RENSSELAER, N.Y. – Yesterday, the ABMA signed-on to a Main Street letter opposing the Inflation Reduction Act (IRA). While its name implies otherwise, this bill would not reduce inflation and includes multiple tax increases on small businesses.
The ABMA’s biggest concern is the Warner Amendment, which was adopted with little consideration by the Senate. This amendment would extend for two years the cap on losses a business owner can claim. This amounts to a $52 billion dollar tax hike, imposed to offset the cost of exempting private equity investors from the 15% corporate minimum tax.
“This bill is bad for businesses and worse for the country as a whole,” said Joe Cecarelli, ABMA Chair. “It will not reduce inflation for the everyday American as claimed, and it will make doing business in this COVID-recovering economy even harder while eroding the businesses recovery many small businesses have worked so hard to regain.”

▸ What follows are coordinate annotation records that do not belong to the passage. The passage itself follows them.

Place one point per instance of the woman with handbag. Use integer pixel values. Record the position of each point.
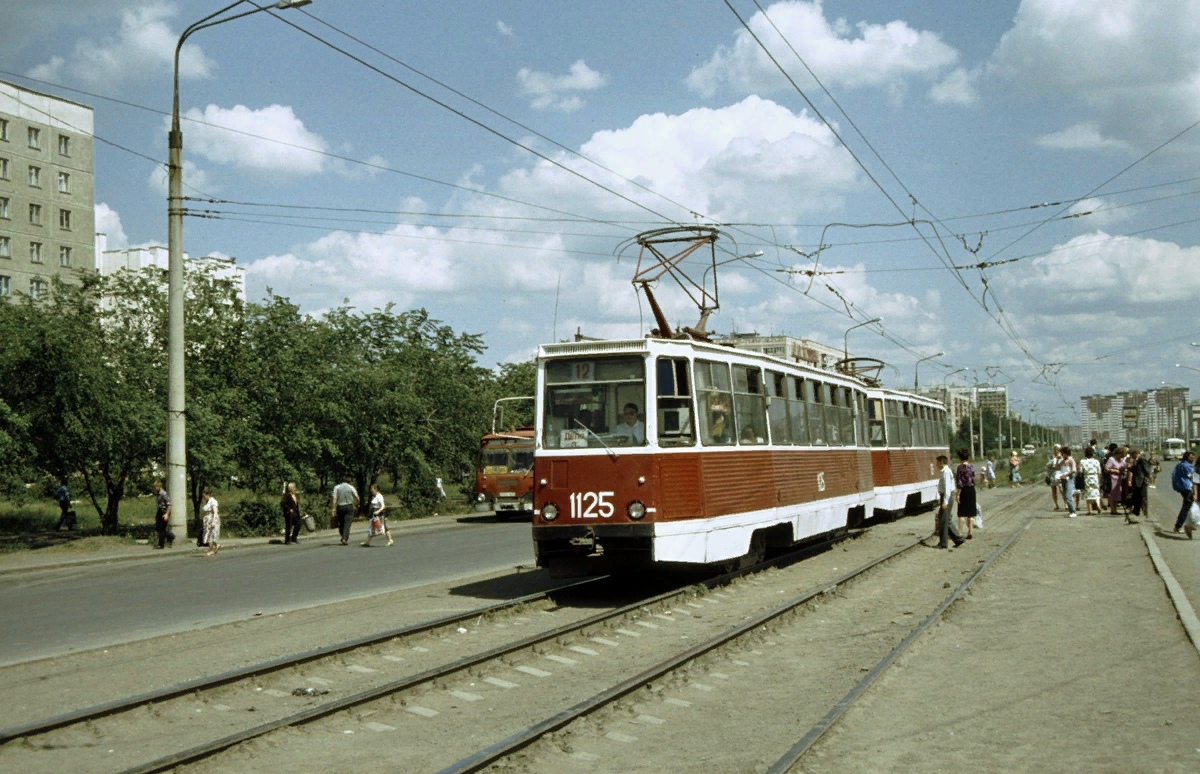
(378, 520)
(291, 508)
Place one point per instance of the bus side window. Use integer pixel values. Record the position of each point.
(675, 403)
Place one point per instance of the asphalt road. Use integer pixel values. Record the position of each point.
(58, 611)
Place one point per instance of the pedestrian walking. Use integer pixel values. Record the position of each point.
(1114, 472)
(1066, 478)
(342, 505)
(1091, 469)
(946, 529)
(965, 492)
(378, 517)
(1138, 474)
(211, 513)
(1014, 469)
(162, 516)
(291, 508)
(1051, 471)
(66, 516)
(1182, 481)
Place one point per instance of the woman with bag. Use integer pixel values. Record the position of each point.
(291, 508)
(378, 521)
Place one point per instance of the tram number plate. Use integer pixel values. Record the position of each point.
(592, 505)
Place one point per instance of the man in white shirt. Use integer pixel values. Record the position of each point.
(946, 528)
(630, 426)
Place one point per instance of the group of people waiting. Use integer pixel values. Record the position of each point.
(1117, 479)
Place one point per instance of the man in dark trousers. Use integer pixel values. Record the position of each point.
(162, 516)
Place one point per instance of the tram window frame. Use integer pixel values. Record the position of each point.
(675, 408)
(749, 406)
(797, 412)
(875, 423)
(714, 401)
(593, 383)
(778, 417)
(814, 395)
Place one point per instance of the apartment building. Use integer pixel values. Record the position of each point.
(47, 205)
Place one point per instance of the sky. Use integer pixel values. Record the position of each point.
(1011, 184)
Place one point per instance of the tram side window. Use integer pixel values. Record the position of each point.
(797, 413)
(749, 406)
(777, 408)
(714, 396)
(847, 415)
(675, 403)
(815, 397)
(875, 421)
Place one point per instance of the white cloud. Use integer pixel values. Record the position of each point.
(957, 88)
(108, 222)
(1127, 65)
(268, 139)
(143, 46)
(558, 91)
(1085, 136)
(881, 54)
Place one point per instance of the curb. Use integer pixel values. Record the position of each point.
(1179, 598)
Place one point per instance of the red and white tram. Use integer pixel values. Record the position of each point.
(676, 451)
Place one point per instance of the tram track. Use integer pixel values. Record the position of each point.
(89, 721)
(504, 754)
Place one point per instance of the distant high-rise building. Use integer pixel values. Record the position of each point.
(47, 208)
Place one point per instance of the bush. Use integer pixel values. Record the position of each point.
(253, 517)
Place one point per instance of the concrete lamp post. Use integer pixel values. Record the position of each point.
(177, 432)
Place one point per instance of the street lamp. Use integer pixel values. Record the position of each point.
(177, 437)
(845, 340)
(917, 366)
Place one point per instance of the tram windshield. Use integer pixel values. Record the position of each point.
(594, 402)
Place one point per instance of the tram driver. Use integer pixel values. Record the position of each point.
(630, 425)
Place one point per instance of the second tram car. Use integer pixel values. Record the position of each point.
(676, 451)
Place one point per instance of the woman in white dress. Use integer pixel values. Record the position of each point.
(377, 511)
(211, 514)
(1091, 468)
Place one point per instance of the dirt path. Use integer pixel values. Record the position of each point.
(1067, 657)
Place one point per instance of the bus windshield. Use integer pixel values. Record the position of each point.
(594, 402)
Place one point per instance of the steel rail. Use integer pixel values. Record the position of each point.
(840, 708)
(523, 738)
(274, 665)
(211, 748)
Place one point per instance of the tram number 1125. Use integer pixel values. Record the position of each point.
(592, 505)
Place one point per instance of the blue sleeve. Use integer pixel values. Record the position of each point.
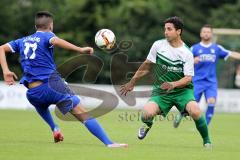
(222, 52)
(49, 36)
(193, 49)
(14, 45)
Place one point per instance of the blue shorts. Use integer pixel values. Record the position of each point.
(209, 89)
(55, 91)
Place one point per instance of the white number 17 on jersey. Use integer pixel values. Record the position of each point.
(29, 50)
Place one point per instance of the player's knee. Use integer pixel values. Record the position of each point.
(150, 110)
(211, 100)
(196, 114)
(193, 110)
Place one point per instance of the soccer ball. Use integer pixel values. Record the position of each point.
(105, 39)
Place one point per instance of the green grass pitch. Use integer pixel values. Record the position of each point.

“Congress needs to take the time to craft a bill that will truly curb inflation for the average American,” said Katherine Slye-Hernandez, PhD, ABMA Director of Legislative and Regulatory Affairs. “The Congressional Budget Office’s evaluation of the bill shows increases to the deficit over the next 10 years, the very opposite effect Congressional leaders have claimed. This, on top of the Warner Amendment, is not helping inflation but making it worse.”
ABMA is keeping a close eye on IRA and remains firm in its stance to oppose it. Members of ABMA will continue to be notified on the status of this harmful bill.